The emergence of LLM-assisted attack tooling — already visible in LiteLLM’s hackerbot-claw component — threatens to industrialize this attack class. Tasks that previously required scarce human expertise (finding unpinned actions at scale, reasoning about which packages are most credential-rich, adapting payloads to evade detection) are increasingly automatable. The attacker who once needed a nation-state budget to run a sophisticated supply chain campaign may soon need only a modest infrastructure investment and access to capable AI tools.
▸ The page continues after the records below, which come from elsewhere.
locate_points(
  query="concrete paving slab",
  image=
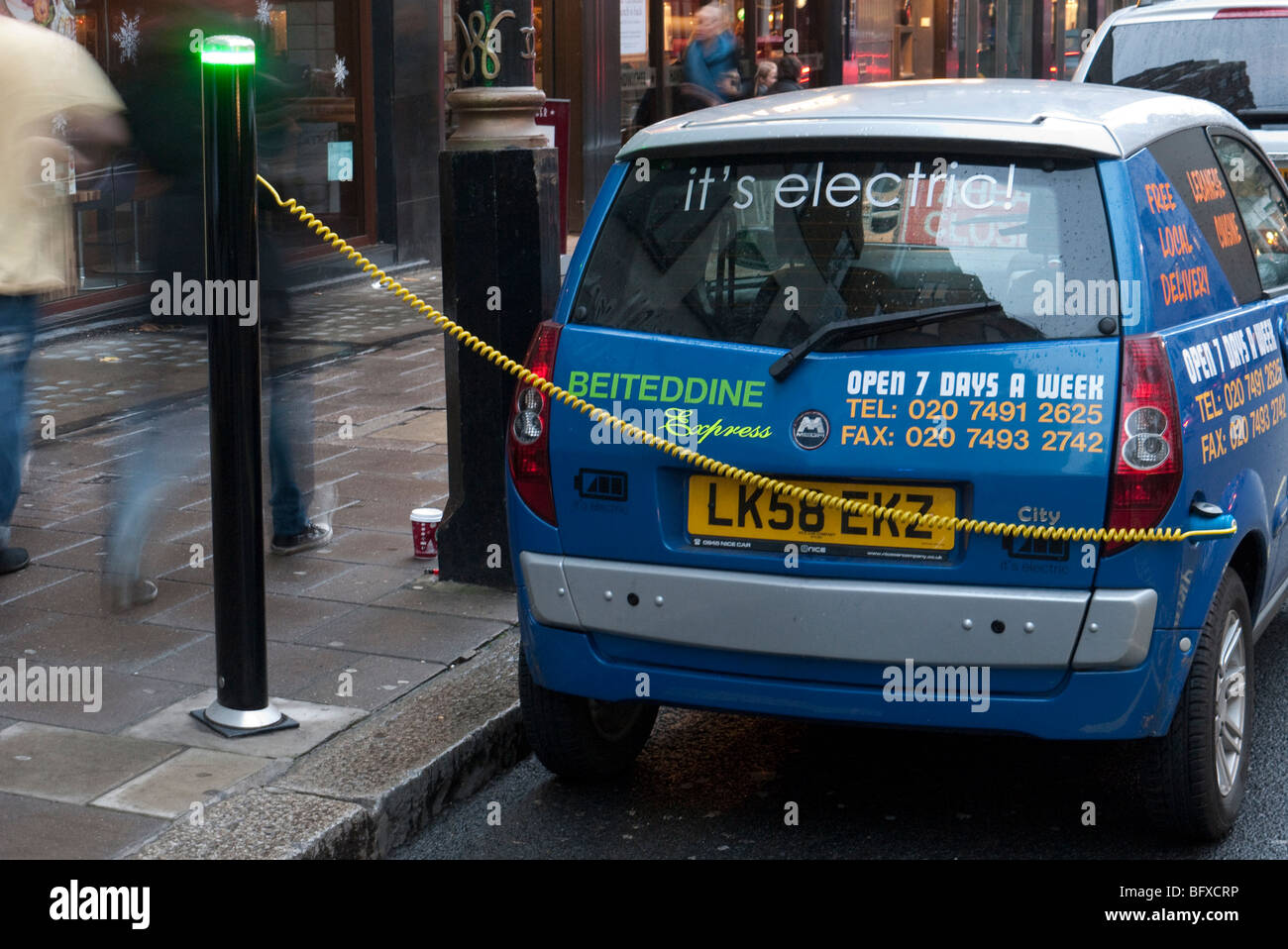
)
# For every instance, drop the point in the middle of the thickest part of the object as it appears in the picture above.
(125, 699)
(14, 586)
(295, 575)
(317, 724)
(373, 548)
(68, 765)
(407, 634)
(303, 673)
(20, 619)
(432, 595)
(192, 776)
(121, 647)
(373, 680)
(366, 583)
(39, 829)
(84, 595)
(286, 617)
(426, 428)
(441, 743)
The defensive posture required in this environment is not one of reactive patching. It is one of systemic skepticism toward the build process itself: treating your dependency graph as an attack surface, your CI/CD pipeline as a trust boundary, and your package registry as an adversarial environment. The mitigations outlined above are not exotic — pinning versions, verifying hashes, monitoring egress, separating secrets — but they require discipline and tooling investment.
The code you ship is only as trustworthy as the code you build on. In a world where LLMs can systematically find the weakest link in that chain, the cost of ignoring the supply chain is about to become much harder to absorb.